第1章 プログラムの検疫

NovellŪ AppArmorは、内在する脆弱性からSUSE Linuxアプリケーションを保護する検疫技術を備えています。Novell AppArmorのインストール後、Novell AppArmorプロファイルを設定してコンピュータを再起動すると、Novell AppArmorシステムではセキュリティポリシーの強制を開始するため、検疫が行われます。Novell AppArmorを使用してプログラムを保護することは、検疫と呼ばれます。

Novell AppArmorではデフォルトのアプリケーションプロファイルのコレクションを設定し、Linuxの標準サービスを保護します。その他のアプリケーションを保護するには、Novell AppArmorツールを使用して保護するアプリケーションのプロファイルを作成します。この章では、プログラムの検疫の理念について紹介します。Novell AppArmorプロファイルの構築および管理の準備が整ったら、第3章 Novell AppArmorプロファイルの構築 (↑Novell AppArmor 2.0アドミニストレーションガイド)へ進んでください。

Novell AppArmorでは、各プログラムが読み取り、書き込み、実行することのできるファイルを指定することにより、合理化されたアクセスコントロールを行うことができます。
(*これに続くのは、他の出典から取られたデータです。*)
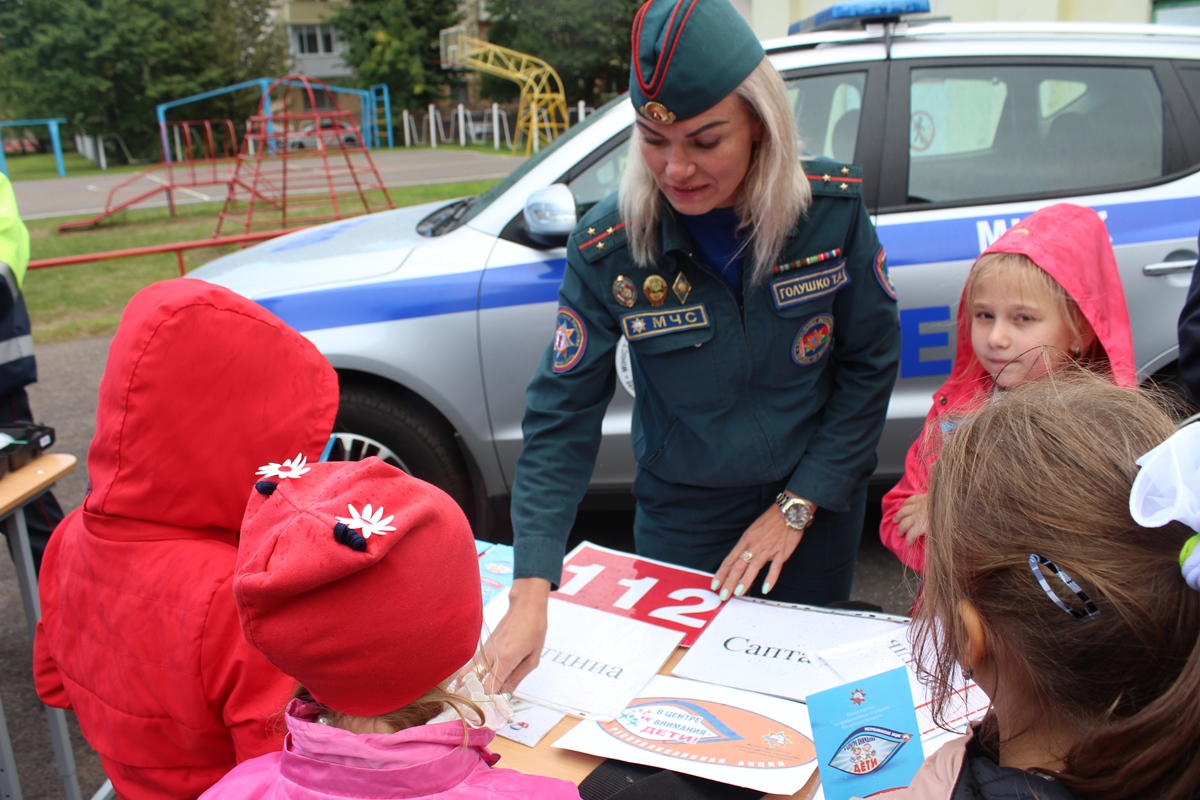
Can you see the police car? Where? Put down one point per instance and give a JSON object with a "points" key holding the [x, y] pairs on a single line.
{"points": [[436, 316]]}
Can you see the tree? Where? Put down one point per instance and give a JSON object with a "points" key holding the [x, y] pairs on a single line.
{"points": [[587, 42], [106, 64], [396, 42]]}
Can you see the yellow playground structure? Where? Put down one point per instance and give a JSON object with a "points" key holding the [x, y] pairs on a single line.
{"points": [[541, 114]]}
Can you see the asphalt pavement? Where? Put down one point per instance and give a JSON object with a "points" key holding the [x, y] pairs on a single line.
{"points": [[65, 398]]}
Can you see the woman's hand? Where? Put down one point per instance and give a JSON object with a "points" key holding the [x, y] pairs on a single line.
{"points": [[912, 518], [768, 540], [521, 635]]}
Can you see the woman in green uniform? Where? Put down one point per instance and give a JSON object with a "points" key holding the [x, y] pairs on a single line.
{"points": [[754, 295]]}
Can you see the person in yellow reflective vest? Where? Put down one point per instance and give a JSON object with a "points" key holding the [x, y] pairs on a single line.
{"points": [[17, 365]]}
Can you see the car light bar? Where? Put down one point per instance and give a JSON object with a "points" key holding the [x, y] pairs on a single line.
{"points": [[855, 14]]}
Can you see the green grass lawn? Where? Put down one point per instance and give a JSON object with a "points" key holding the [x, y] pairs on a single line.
{"points": [[40, 166], [66, 302]]}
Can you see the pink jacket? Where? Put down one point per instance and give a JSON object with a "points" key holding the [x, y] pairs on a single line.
{"points": [[319, 762], [1072, 245]]}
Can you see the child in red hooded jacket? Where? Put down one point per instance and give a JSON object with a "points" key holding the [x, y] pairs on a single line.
{"points": [[1045, 293], [139, 635]]}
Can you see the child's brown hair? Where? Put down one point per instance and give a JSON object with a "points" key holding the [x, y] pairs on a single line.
{"points": [[1047, 469]]}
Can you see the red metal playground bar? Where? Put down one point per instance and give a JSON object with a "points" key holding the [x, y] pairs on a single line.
{"points": [[177, 248]]}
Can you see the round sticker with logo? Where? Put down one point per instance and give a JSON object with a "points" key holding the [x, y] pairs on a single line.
{"points": [[570, 340], [707, 732], [814, 340]]}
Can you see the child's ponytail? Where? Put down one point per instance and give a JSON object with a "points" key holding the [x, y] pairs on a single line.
{"points": [[1030, 523]]}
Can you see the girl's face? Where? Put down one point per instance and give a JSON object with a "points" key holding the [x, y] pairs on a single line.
{"points": [[1018, 332], [700, 164]]}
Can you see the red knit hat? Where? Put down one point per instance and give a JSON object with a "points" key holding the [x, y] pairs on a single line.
{"points": [[359, 581]]}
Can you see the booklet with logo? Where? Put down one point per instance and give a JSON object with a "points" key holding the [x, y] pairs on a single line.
{"points": [[889, 650], [712, 732], [867, 735], [495, 569]]}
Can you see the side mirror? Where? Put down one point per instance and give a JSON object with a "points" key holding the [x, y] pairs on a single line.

各プログラムが、行うべきことのみを確実に行うようにします。

Novell AppArmorはホストへの侵入防止または必須のアクセス制御スキーマであり、サーバ用に最適化されます。以前、アクセス制御スキーマは大規模なタイムシェアシステムに向けて構築されていたため、ユーザを中心に展開されていました。一方、現代のネットワークサーバは概して、ユーザにログインを認めません。代わりにWeb、メール、ファイル、および印刷といった、ユーザへのさまざまなネットワークサービスを提供しています。Novell AppArmorではネットワークサービスおよびその他のプログラムに与えられたアクセスを制御し、弱点が悪用されることを防ぎます。